The difference in productivity achieved between the benchmark and disrupted periods represents the loss of productivity suffered. In this example, the contractor suffered a 42.5 per cent loss of productivity. Thus, ‘but for’ the changes imposed by the employer, the contractor could have reasonably expected to complete the 500 cubic metres of concrete in 575 hours (500m3/0.87m3/hr) and, as such, suffered a loss of productivity of 425 hours.

 Productivity rateAmount
Output: Quantity of concrete poured (m3) 500
Concrete labour hours (hours): Disrupted period0.501,000
Concrete labour hours (hours): Benchmark period0.87575
Lost labour hours 425

The chief advantage of the measured mile approach is that it avoids any argument about the accuracy of the contractor’s tender because the productivity comparison is based on the actual productivity achieved. However, a measured mile assessment is not without its challenges:

  • Available data: the measured mile analysis requires accurate and complete resource and production records. If these records do not exist, a contractor may be forced to rely on an alternative method, such as industry studies and comparisons.
  • Lack of suitable benchmark: it may be difficult to identify a suitable baseline (i.e., a period of unaffected progress). In these circumstances, it is often preferable to find a period of minimal disruption. Alternatively, a contractor may consider the use of tender productivity or rates from analogous projects as a benchmark but would need first to establish that the rates applied are comparable, realistic and achievable.
  • Learning curve losses: reliance on the naturally lower productivity typically achieved during the early phases of the activities, as labour resources become accustomed to the method of working, may skew the benchmark.
  • Competing causes of disruption: care must be taken to account for the causes of disruption that are not attributable to the employer.
  • The unaffected period: the benchmark period must fairly represent the unaffected rate of productivity achieved by the contractor. Reliance on a brief or truncated period of work, during which the contractor achieved exceptional productivity, may artificially inflate the contractor’s loss.
  • Comparability of work: it is vital to ensure that the work carried out during the baseline and affected periods are of the same type and nature, performed under the same circumstances. For example, a comparison between the productivity achieved from pouring a ground-floor concrete slab with that achieved from pouring a cast in-situ flight of stairs would be of limited analytical value.

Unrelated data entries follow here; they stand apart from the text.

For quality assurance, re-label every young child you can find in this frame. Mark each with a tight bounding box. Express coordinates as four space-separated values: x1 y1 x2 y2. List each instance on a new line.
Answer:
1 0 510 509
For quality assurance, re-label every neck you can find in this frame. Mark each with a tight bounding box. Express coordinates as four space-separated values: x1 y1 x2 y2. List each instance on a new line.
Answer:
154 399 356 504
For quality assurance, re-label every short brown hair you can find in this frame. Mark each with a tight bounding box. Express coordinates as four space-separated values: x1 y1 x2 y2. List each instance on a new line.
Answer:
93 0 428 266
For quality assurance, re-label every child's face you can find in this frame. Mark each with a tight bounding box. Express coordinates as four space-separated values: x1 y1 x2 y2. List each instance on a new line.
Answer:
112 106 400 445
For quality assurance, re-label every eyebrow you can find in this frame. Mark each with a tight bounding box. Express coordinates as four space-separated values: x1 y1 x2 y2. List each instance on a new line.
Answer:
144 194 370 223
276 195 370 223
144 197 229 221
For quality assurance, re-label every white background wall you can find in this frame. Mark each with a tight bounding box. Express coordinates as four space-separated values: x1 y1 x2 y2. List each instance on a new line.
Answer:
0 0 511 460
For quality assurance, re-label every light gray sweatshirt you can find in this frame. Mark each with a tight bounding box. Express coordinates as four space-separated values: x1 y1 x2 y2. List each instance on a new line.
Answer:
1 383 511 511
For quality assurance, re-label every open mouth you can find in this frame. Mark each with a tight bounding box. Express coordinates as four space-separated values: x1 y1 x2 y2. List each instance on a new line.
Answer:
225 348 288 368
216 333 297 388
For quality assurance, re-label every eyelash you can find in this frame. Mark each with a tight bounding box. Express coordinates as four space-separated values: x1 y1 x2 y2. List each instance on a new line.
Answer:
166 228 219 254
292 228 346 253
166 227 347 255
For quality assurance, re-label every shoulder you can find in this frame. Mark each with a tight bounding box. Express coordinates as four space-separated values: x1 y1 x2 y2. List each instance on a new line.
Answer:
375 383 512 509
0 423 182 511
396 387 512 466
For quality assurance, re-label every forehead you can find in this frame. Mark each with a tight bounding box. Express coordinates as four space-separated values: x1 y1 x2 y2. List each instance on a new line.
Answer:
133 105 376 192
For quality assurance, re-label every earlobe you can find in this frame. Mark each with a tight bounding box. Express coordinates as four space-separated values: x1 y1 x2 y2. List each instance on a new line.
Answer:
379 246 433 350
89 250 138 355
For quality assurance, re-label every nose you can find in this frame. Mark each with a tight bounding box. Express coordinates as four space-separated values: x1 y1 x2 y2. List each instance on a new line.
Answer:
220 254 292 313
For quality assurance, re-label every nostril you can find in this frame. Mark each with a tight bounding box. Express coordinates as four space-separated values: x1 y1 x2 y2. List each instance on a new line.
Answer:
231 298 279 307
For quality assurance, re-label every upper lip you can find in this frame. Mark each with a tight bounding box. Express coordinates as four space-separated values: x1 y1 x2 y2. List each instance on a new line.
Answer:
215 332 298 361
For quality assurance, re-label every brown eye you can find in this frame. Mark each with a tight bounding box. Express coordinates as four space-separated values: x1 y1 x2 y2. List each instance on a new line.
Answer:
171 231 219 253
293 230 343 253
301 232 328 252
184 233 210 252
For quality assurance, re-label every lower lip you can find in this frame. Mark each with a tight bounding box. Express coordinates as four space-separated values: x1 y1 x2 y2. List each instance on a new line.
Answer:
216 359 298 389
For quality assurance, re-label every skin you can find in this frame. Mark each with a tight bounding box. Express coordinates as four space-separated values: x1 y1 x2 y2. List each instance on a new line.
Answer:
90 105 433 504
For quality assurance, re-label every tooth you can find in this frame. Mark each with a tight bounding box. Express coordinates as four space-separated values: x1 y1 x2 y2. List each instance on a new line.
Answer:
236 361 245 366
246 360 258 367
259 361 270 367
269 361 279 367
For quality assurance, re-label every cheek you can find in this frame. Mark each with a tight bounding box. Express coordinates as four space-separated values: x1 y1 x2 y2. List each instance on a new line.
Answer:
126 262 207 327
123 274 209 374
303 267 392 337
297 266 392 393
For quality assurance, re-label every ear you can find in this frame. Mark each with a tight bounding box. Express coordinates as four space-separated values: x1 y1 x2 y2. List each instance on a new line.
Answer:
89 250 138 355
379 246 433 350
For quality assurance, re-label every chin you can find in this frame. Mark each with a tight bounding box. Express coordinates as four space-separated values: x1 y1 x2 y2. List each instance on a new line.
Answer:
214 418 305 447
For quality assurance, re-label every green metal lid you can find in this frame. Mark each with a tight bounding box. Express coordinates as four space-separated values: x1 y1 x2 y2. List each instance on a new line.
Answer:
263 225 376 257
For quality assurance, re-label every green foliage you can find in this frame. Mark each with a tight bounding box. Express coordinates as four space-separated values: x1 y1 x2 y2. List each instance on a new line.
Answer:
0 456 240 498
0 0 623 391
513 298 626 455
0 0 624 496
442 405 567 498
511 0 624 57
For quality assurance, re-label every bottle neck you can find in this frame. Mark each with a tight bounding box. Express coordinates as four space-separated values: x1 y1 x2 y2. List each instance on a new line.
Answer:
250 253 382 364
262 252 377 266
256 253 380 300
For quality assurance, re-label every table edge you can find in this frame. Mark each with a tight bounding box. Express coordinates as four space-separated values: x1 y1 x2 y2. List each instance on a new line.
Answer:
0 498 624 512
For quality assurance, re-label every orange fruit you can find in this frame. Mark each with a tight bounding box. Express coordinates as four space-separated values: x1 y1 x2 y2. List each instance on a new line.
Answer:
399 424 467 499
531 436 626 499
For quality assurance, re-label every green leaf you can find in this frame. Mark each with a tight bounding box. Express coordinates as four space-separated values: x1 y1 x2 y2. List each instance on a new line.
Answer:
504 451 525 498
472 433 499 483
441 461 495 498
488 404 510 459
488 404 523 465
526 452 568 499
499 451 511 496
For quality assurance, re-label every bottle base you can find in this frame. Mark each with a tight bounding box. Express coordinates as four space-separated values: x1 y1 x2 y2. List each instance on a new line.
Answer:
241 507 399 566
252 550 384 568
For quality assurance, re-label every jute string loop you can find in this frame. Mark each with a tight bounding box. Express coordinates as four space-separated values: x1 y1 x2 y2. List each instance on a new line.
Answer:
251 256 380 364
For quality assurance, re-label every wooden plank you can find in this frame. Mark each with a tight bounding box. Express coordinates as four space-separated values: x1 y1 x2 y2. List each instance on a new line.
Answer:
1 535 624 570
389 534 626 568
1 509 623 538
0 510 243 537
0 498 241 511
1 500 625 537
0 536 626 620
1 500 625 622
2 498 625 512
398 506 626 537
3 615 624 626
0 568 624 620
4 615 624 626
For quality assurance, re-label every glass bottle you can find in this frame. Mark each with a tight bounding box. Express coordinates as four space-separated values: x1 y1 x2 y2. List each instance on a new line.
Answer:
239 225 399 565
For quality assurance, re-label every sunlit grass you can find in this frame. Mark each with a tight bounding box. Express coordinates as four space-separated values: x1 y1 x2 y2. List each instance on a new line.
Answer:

Industry studies provide the starkest instance of relying on an external source of data to demonstrate that a loss of productivity has been suffered and that an award of damages is appropriate. One such example of an industry study is that developed by the Mechanical Contractors Association of America, Inc (MCAA).

The MCAA developed a list of loss of productivity factors[4] to attempt to quantify the singular and collective effects of events commonly causing reduced productivity among mechanical contractors in the United States. First published in 1971, it is often relied on as an industry study and is used widely by claimants in the construction sector. The MCAA study provides 16 factors that can be used to evaluate the effect of an event on a contractor’s productivity, including:

  • trade stacking: between 10 per cent and 30 per cent, depending on the severity of the impact;
  • dilution of supervision: between 10 per cent and 25 per cent, depending on the severity of the impact; and
  • seasonal and weather changes: between 10 per cent and 30 per cent, depending on the severity of the impact.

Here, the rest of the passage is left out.